Hamburg, which hosted the G20 summit in June, is back in the news again. This time it’s the G20-related trials against protesters detained during the high-level gathering.
The hearings are underway at Hambourg’s regional court.
As reported by Deutsche Welle (DW), Germany’s international broadcaster, there are several foreigners being held in pretrial custody awaiting trial.
Peike S, a 21-year old from Amsterdam, has been charged with a litany of offenses ranging from seriously disturbing the peace to grievous bodily harm and resistance against police officers. Of the 32 people still in custody, two-thirds are foreign nationals, among them Russians, Italians, French and Spanish.
But it is the case of Stanislav B, a 24-year-old art student from Poland, that has caught the attention of most media. The student was stopped and checked by police outside Hamburg Dammtor train station.
In his backpack, police discovered a number of firecrackers and a canister that could be used as a teargas cylinder.
Carsten Rinio, chief prosecutor with the Public Prosecutor’s Office in Hamburg, told DW that it is illegal in Germany to carry the objects in question. “There are certain objects that you are not allowed to carry with you without official authorization. Some objects fall within the scope of gun control and explosives laws,” he said.
Stanislav’s lawyer, Jonathan Burmeister, however, has a different view. He told DW that his client was checked by the police without any reason and they found pepper spray and a very small firecracker, the size of your little finger. “The problem was they were bought in Poland and don’t have the certification mark required in Germany. So when you buy pepper spray in another country it’s automatically illegal in Germany,” he said.
By implication that would mean the purchase of those items in Germany would have been legal. “The pepper spray could be legal if you would have ordered it in Germany.
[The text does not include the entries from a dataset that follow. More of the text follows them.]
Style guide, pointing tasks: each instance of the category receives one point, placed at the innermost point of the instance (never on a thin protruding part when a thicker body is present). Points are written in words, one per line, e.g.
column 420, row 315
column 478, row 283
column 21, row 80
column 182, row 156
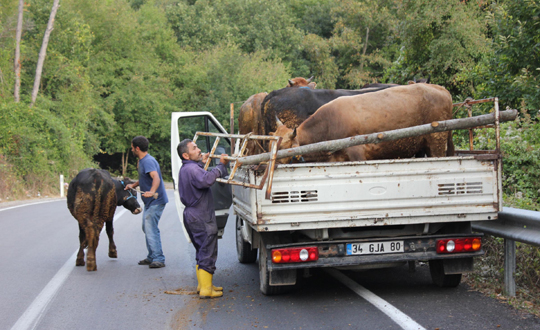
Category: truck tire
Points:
column 439, row 278
column 264, row 276
column 246, row 255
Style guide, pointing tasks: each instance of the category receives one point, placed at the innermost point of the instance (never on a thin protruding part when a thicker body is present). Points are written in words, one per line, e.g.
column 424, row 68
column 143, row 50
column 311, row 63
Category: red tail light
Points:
column 457, row 245
column 303, row 254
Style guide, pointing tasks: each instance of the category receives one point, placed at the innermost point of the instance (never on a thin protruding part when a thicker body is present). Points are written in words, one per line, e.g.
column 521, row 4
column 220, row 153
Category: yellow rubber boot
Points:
column 216, row 288
column 207, row 290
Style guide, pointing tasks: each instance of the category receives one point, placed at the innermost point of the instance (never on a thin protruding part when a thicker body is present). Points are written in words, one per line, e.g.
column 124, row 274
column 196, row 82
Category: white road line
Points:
column 14, row 207
column 395, row 314
column 36, row 310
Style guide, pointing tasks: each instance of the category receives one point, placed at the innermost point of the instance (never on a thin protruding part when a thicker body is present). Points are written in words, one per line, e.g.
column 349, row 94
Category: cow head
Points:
column 127, row 198
column 289, row 139
column 301, row 82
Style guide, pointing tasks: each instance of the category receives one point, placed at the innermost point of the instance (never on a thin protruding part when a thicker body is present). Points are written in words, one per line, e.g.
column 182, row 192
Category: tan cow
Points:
column 250, row 118
column 389, row 109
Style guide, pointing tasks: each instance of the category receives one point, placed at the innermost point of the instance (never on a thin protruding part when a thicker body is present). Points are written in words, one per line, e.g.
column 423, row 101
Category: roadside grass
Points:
column 488, row 277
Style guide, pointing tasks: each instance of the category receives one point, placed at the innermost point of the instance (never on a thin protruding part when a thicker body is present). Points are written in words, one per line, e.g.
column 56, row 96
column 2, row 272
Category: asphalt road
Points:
column 40, row 287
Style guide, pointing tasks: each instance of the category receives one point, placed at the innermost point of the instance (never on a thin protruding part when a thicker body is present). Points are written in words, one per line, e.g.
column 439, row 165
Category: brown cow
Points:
column 92, row 199
column 389, row 109
column 250, row 120
column 301, row 82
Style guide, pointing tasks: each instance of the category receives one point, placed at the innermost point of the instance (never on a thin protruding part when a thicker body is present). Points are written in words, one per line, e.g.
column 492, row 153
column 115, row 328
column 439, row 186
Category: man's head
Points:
column 188, row 150
column 139, row 146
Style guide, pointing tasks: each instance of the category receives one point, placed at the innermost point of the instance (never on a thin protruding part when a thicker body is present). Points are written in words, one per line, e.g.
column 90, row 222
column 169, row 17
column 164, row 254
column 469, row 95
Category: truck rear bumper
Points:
column 334, row 254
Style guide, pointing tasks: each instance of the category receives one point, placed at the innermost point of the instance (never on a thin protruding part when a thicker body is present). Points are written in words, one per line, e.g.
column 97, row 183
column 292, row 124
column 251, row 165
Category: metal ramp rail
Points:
column 244, row 138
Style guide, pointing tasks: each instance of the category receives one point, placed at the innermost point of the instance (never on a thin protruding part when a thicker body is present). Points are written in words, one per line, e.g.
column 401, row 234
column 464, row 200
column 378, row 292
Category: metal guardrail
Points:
column 512, row 225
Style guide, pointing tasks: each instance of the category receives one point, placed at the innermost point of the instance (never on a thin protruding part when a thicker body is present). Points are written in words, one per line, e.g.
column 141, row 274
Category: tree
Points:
column 512, row 70
column 17, row 64
column 441, row 39
column 43, row 51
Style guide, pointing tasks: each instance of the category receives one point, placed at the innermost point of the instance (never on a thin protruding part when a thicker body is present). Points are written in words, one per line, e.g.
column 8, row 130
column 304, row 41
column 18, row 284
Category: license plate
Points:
column 375, row 248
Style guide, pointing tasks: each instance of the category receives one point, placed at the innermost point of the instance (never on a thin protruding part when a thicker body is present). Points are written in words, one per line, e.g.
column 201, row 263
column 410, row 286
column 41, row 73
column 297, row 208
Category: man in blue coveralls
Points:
column 199, row 215
column 151, row 182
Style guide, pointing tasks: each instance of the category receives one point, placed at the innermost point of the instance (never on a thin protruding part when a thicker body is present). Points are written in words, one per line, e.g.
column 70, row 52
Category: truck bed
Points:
column 371, row 193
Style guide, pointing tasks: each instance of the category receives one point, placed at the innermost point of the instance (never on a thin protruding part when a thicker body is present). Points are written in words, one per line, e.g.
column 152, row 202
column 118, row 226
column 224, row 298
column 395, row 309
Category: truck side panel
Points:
column 372, row 193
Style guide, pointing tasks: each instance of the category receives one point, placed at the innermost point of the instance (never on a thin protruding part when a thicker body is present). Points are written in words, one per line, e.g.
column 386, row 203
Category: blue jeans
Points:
column 151, row 218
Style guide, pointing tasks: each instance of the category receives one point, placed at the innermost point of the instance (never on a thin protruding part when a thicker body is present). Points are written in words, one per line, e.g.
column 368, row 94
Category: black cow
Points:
column 294, row 105
column 92, row 199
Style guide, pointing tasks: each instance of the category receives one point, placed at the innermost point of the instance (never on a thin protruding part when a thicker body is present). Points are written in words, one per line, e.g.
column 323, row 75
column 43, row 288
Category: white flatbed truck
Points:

The same with the firecrackers. The only reason is that there wasn’t a German stamp on them,” said Burmeister.
Meanwhile, Stanislav’s lawyer also alleged his client is still being held is to make sure the trial goes ahead. “The only legal reason in law for pretrial custody is to ensure the trial. And I am 100% sure that in this case it’s not happening because of this legal reason it’s happening for political reasons.”
“This is something that Erdogan in Turkey does. He detains people from Amnesty International or journalists – and we are rightfully angry about this – but at the same time we’re doing it in Hamburg,” said Burmeister.